We'll have to see if anybody owns Obama. He appears to me to be too canny an operator to become indebted in such a way that anybody could collect anything from him or his administration that he was not of his own volition prepared to give.

Whatever he is, he's quite a politician, and I think if he wants, he can tell whoever he wants that he doesn't know them for as long as he wants. Messiahs and Men of Destiny aren't wrong or culpable, EVER. It's always somebody else's fault ("oh if Obama only knew what his adviors were doing!"). A smart People's Leader always keeps somebody handy for throwing out the palace windows to the crowd. For the moment Bush's ghost will do nicely, but long run, the main candidates for high-jump bait will be Hillary, Robert Gates and Lawrence Summers.

Maybe he is a Momma's boy. That's not a problem per se. As an aside, it's amazing if you look back at some historical figures (good or bad) how often you see the dominant momma/absent or weak dad, with the prodigy or strong-willed son (e.g. Caesar, Napoleon and Lincoln).

You're absolutely right about foreign policy and the man probably being over his head. What worries me most about him is that he will almost certainly be underestimated by interlocutors. I mean, Obama came up through the Chicago machine, there's plenty of steel there -- there has to be. But Obama's instinct, and that of his party, is to negotiate and talk and conciliate and use "soft power."

When challenged, I'm worried that the challengers of Obama and America will expect too much dovishness, think that they will have things too much their own way. Inexperience on Obama's part may well manifest itself in an inability to weigh threats and responses at their correct value. But Obama will not like being pushed...and when he turns, and suddenly changes behavior, challengers will be shocked and surprised, and perhaps misjudge where the brink is. That's how you get really big wars.

As for concerns about what he'll do domestically, I'm not ready to panic yet. There are enough problems already on the table without dwelling too much on horribles that haven't happened yet.

LFC said...

I am not surprised to learn that Dymphna is associated with Gates of Vienna. I have no idea what her reference to Obama's "militia" is supposed to mean. He has not proposed the creation of a militia, as far as I'm aware. Such a proposal would be of dubious legality in any case.

hank_F_M said...

Hi Dymphna. Well said.

El Jefe


Obama's moderate appointments seem to be in foreign relations defense and finance, his social program appointments seem to be further left. But his intersts have been mostly social programs and he not been very interested in the other areas so he accpts the consensus opnion.

Obama has always run as far to the left as he could with out hurting himself politically. He has a lot of dues to pay but I expect he will slide left as he gets firmer control of his administration. Of course his political career so far has been as a hack for the Chicago machine; whether or not he has the ability slide it left is the question.

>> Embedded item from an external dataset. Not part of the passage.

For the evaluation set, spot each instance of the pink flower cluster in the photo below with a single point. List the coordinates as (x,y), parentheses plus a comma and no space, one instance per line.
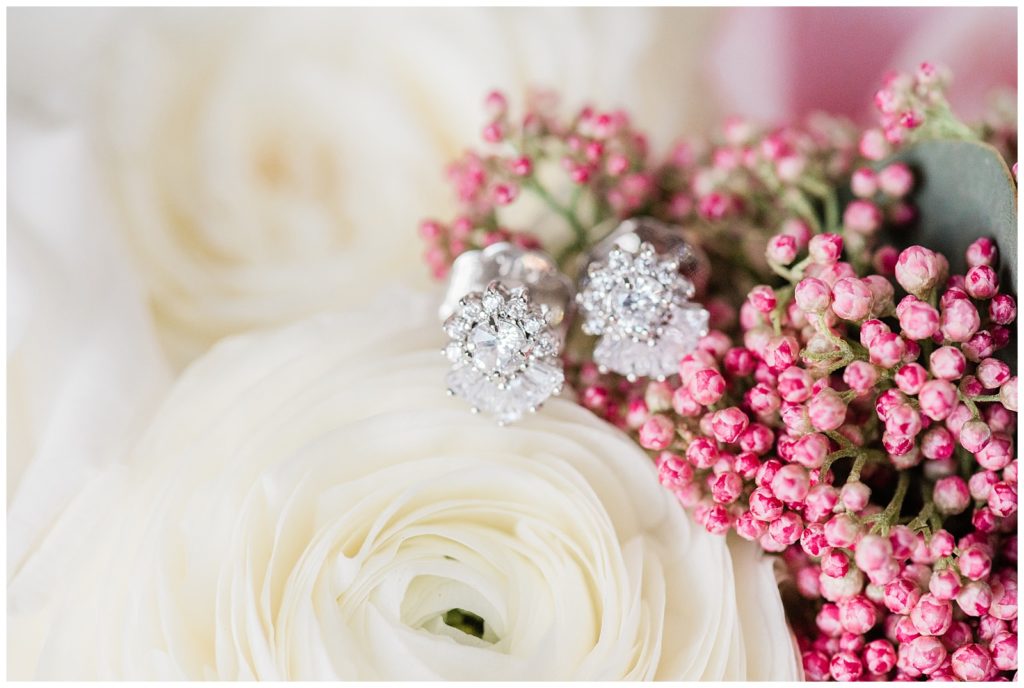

The irony is that if he doesn’t he probably will not do a good job national security and the economy.


LFC

“We cannot continue to rely only on our military in order to achieve the national security objectives that we've set. We’ve got to have a civilian national security force that’s just as powerful, just as strong, just as well-funded,”

I sort of figured it was a throw away proposal like a proposal for a Department of Peace to make the left fringe happy. But if it is a serious proposal it is the type thing that historically in other countries has been used as political police.

But you are right it would be of vary doubtful constitionality if one is a strict constructionist /original intent person.

And check out the Gates, Dymphna and the Baron always treats polite objections politely. And they could use a few counter points.

LFC said...

Hank: Thanks for the Obama quote, I had not been aware of it. Your point on the Gates is noted. My one fairly recent visit there coincided with a discussion of Islam in Holland that I found somewhat extreme (for lack of a better word), but I should not judge a blog on one visit.